R. K. – Beaucoup et toutes sortes de choses. Mais donnons un exemple : l’étude des évangiles et le dialogue avec des chrétiens m’ont beaucoup éclairé sur ma propre tradition. De fait, dans sa mémoire ou dans son culte, le christianisme a gardé beaucoup de coutumes juives qui ont été complètement abandonnées dans le judaïsme qui continuait d’évoluer. Je pense par exemple à la veillée pascale qui traditionnellement, dans l’Église, durait toute la nuit. En fait, c’était une tradition juive essentielle, mais celle-ci a été abandonnée et oubliée.
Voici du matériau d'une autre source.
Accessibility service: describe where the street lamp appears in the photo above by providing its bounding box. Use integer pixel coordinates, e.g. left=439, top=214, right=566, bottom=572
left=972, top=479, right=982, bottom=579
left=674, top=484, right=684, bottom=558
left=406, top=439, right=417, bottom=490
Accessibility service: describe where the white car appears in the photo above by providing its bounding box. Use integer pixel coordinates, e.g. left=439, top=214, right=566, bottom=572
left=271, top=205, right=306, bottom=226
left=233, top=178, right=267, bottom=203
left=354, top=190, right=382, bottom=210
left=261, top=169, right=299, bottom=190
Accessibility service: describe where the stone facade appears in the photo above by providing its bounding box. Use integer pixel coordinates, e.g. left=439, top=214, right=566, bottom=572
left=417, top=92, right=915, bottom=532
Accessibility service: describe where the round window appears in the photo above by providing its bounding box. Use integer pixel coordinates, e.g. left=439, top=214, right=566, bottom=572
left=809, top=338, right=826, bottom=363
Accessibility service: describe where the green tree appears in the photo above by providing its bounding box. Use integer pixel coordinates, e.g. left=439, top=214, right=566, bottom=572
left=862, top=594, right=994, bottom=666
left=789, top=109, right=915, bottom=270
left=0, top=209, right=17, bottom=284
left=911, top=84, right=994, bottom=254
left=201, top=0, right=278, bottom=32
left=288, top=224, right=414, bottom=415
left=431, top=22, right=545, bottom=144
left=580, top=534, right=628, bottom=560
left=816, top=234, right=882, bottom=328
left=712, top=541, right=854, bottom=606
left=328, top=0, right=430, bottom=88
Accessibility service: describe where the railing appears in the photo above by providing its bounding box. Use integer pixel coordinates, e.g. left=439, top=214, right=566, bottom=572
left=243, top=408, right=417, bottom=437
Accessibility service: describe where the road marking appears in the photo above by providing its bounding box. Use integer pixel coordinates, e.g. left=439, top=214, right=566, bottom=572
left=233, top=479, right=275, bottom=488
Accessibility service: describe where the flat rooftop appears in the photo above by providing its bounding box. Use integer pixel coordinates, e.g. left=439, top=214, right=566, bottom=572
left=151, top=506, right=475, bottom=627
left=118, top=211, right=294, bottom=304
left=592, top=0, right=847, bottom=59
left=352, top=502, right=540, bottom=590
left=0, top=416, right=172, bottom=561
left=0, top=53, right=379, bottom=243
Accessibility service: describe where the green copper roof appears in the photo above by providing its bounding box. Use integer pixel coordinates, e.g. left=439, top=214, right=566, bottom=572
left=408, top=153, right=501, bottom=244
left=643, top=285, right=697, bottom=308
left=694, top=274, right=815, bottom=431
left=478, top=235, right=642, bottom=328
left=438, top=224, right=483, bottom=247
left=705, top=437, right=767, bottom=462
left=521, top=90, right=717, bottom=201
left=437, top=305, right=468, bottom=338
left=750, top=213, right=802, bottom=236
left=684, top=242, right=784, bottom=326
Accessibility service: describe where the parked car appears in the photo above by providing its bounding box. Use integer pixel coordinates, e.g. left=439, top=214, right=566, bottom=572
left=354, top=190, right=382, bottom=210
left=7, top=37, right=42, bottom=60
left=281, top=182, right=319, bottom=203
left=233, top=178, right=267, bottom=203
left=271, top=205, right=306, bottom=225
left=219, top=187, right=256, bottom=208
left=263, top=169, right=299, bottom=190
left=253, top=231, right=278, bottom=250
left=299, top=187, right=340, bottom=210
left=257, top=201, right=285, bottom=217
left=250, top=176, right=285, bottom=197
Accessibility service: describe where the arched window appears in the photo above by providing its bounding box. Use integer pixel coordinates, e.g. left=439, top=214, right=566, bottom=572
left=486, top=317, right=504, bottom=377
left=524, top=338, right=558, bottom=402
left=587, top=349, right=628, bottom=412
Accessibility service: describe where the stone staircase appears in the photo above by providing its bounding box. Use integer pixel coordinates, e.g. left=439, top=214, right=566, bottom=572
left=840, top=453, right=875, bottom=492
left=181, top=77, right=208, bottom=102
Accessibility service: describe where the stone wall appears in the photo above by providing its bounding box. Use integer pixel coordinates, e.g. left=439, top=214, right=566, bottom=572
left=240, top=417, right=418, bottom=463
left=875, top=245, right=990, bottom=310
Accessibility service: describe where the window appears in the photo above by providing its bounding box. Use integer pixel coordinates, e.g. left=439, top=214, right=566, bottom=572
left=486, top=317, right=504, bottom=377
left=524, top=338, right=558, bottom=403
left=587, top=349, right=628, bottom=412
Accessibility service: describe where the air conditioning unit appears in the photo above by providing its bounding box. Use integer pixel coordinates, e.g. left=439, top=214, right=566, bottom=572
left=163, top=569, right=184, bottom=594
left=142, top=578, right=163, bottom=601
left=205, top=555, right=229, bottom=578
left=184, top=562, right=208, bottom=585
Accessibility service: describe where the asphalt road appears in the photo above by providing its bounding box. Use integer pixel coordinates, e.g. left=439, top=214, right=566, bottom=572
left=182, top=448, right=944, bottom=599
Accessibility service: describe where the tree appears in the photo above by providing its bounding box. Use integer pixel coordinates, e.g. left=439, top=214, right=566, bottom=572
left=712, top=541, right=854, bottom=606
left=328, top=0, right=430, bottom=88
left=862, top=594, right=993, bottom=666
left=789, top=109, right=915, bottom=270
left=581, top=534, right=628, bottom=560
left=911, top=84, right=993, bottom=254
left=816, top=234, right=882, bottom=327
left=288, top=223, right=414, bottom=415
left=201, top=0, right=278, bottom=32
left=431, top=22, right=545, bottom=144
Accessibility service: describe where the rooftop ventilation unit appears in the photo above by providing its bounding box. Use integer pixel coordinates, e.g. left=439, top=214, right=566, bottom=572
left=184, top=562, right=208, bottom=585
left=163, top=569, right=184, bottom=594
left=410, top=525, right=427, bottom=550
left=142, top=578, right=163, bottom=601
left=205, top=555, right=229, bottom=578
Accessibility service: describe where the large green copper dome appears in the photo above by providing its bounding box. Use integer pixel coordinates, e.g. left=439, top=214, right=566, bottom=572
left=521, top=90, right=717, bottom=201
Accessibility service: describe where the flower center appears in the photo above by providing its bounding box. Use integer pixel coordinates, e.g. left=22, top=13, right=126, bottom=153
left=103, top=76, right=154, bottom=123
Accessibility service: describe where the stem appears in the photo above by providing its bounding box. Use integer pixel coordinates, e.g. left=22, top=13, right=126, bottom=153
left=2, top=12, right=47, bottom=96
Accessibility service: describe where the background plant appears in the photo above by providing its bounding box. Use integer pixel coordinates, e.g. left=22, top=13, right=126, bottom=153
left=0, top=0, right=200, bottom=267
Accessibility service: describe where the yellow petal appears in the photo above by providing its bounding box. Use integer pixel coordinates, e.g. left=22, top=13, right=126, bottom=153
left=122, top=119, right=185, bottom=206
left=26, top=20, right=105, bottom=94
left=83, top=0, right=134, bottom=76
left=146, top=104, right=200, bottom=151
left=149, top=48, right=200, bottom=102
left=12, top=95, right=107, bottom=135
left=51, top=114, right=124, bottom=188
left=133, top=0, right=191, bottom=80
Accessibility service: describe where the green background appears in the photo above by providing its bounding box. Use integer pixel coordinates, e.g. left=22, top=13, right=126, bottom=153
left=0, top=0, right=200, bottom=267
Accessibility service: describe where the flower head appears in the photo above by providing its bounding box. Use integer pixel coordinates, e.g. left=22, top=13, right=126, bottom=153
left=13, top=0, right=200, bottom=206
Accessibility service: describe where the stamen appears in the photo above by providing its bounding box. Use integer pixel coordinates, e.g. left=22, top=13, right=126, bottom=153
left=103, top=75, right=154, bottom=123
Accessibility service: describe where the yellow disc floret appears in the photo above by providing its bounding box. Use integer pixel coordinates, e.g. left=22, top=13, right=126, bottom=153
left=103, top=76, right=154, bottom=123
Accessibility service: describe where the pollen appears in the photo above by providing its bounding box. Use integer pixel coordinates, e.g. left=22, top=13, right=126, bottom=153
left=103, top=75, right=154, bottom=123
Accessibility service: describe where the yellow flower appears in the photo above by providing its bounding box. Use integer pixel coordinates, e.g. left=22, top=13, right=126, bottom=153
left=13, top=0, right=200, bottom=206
Aujour­d’hui, le repas pascal doit absolument s’achever avant minuit. Le christianisme permet souvent de retrouver nos racines ! Or on dit le plus souvent que c’est plutôt le christianisme qui retrouve ses racines dans ce dialogue.

Vous ne reconnaissez pas Jésus comme étant le Messie et le Fils de Dieu. Quel regard portez-vous sur lui ?

R. K. – Pour moi, la question de savoir s’il s’agira d’un retour ou de la venue première du Messie attendu est une « querelle de chiffonnier ». Pour ma part, le jour où il viendra, qu’il s’appelle Shimon ou Jésus, je ne serai pas déçu ! Sur ce point, les chrétiens doivent bien comprendre que les juifs ont une spiritualité messianique qui leur est propre. Celle-ci ne passe pas par la rencontre de la personne nommée Jésus. Les conditions et la fonction de la venue messianique sont pensées et vécues autrement. Nous ne sommes pas « messianocentrés » mais d’abord préoccupés de réformer notre conduite et la conduite du monde par l’accomplissement de la volonté divine. Mais au final, il y a convergence.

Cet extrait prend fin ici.